Tom Hanks at the 11th Rome Film Festival - 2016

(Credits: Far Out / Alamy)

Sun 17 August 2025 16:15, UK

Every jobbing actor would love nothing more than a guaranteed job and a steady paycheque, which begs the question as to why Tom Hanks even bothered going to an audition for a role he didn’t want.

At the time, he was a million miles away from winning consecutive Academy Awards for ‘Best Actor’ and becoming ‘America’s Dad’, with rejection the order of the day. It took Hanks a while to gain a foothold in Hollywood, and when he was trying, he still decided to sabotage himself.

He wasn’t even an unknown; he was a nonentity. Hanks wouldn’t make his screen debut until 1980, which saw him cross film and television off the list with an appearance in an episode of The Love Boat and a feature-length outing in the shoddy slasher, He Knows You’re Alone, which indicates that he wasn’t particularly choosy about the work.

However, he did have some principles, after revealing that he’d conspired to bomb his way through an audition for a TV show he never wanted to be cast in. It’s the age-old struggle of the jobbing actor: Hanks was just one of many making the rounds and performing screentests in the hopes of being hired, but he still knew where to draw the line.

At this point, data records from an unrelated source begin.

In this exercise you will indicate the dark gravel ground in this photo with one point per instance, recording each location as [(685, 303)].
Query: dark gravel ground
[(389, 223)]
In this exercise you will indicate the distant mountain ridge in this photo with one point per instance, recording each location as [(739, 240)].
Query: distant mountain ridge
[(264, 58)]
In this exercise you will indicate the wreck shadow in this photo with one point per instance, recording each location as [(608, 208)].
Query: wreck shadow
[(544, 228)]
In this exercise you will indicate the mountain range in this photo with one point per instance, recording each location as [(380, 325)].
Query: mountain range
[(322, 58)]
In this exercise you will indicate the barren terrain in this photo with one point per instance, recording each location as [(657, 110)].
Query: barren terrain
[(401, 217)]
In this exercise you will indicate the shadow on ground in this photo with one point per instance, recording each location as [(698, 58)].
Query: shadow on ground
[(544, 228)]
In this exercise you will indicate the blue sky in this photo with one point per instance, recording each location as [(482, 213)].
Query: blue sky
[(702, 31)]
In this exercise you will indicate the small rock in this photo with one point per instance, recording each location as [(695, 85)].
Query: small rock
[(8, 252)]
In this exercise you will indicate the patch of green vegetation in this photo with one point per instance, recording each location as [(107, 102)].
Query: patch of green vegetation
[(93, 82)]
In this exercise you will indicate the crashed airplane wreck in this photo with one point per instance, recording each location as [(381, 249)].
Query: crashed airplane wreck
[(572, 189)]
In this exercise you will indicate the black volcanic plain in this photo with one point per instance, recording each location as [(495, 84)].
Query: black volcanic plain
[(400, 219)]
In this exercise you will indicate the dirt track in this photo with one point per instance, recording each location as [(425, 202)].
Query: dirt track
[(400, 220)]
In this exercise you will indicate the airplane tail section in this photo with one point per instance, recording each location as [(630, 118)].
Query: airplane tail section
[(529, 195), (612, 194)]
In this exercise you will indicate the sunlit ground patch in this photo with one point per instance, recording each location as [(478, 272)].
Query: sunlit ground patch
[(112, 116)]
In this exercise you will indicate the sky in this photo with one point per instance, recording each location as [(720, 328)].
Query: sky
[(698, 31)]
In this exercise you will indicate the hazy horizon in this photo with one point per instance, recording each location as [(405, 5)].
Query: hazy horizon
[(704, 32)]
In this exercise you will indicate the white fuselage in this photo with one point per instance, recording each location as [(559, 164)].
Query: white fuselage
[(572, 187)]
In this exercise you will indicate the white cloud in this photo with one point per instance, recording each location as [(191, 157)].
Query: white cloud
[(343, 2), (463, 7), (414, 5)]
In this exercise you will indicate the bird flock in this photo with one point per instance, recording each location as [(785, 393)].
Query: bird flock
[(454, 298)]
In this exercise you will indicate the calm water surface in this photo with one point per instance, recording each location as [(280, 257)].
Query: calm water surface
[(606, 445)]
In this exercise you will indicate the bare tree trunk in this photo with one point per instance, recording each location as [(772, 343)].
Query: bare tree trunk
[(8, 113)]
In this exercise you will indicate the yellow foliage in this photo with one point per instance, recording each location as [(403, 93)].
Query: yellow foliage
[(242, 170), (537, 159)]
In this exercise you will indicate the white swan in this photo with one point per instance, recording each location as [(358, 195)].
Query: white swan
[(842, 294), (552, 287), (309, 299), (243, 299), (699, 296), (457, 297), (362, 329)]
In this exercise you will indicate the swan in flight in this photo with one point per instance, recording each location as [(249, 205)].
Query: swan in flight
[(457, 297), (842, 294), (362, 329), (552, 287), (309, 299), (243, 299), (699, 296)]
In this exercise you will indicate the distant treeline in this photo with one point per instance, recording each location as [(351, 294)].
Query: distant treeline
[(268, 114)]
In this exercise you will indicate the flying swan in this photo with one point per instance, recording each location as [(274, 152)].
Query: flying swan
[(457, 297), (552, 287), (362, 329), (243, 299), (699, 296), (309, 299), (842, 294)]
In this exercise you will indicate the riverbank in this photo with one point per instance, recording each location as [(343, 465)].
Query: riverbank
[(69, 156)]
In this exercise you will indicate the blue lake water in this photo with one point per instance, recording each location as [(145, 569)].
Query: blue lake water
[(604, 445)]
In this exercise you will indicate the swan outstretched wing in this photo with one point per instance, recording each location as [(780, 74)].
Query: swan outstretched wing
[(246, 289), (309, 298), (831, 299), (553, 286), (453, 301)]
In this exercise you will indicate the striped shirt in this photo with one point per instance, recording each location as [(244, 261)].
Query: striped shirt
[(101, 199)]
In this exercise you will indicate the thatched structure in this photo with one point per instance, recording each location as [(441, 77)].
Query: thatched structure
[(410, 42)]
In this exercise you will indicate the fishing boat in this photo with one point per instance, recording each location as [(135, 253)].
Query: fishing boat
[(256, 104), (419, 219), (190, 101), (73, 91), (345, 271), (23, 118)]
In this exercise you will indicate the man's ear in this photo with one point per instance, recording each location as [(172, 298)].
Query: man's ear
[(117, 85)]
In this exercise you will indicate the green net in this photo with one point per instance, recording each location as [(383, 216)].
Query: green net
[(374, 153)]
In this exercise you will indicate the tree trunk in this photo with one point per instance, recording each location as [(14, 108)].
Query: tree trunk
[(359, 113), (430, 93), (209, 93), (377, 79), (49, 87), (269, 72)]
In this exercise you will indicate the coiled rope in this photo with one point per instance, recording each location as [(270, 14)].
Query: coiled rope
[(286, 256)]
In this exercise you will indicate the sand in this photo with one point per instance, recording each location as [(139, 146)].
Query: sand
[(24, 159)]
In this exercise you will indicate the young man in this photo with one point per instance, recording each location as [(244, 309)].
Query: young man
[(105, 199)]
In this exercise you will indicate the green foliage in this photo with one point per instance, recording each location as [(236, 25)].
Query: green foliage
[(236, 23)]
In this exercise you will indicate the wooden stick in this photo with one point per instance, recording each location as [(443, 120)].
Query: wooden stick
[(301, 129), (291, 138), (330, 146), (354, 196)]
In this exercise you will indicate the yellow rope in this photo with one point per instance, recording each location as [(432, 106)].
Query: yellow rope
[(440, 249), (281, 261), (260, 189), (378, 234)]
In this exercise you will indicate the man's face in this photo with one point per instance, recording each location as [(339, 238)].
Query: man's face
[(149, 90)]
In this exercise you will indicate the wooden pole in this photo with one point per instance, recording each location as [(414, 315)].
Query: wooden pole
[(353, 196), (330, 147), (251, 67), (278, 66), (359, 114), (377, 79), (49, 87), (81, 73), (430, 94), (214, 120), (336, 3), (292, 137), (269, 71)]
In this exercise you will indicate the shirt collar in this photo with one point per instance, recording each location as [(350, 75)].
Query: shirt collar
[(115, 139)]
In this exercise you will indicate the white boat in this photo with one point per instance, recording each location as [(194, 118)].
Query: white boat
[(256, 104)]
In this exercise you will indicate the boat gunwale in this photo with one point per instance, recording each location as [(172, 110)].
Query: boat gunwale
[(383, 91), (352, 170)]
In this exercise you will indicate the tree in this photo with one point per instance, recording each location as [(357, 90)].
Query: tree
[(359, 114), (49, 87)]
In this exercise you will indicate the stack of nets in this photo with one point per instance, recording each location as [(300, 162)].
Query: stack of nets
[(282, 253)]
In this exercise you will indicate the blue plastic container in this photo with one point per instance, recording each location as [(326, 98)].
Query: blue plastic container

“I tested for the TV version of Breaking Away and didn’t get it,” he told Richard Schickel. “I tested for the TV version of… what was the Chevy Chase, Goldie Hawn movie? Foul Play.” From the sound of it, he was specialising in auditioning for short-lived shows adapted from reasonably popular movies.

Peter Yates’ Oscar-winning Breaking Away gave rise to a series of the same name that was cancelled after seven of its eight episodes aired, while the seven-time Golden Globe-nominated Foul Play was a box office hit that failed to resonate without its stars, faring even worse than Breaking Away by getting canned halfway through its ten-episode run.

Hanks definitely dodged a couple of bullets, but there was one he didn’t want in the chamber to begin with. “I tested for some show called Blue Jeans about a rock and roll band,” he shared. “I actually kind of learned how to sandbag the audition for that one, because I didn’t want to do the role. If they gave me that job, I didn’t want to have it.”

The first two weren’t long for the world, but he didn’t have any problems giving his all in the screentest. Blue Jeans was an entirely different case, though, with the eventual superstar intentionally giving a shite audition because he wanted nothing to do with the show, which must have been awful, looking at how the other pair turned out.

There was at least a silver lining, with Hanks’ soul-destroying trawl through the endless circuit eventually bringing him Bosom Buddies, an audition that finally got him his first major recurring role. It was cancelled after two seasons and 37 episodes, but it was the launchpad he’d so desperately craved, with the sitcom offering the chance to showcase his comedic talents, which came in very handy when his big-screen career began in earnest with Ron Howard’s Splash.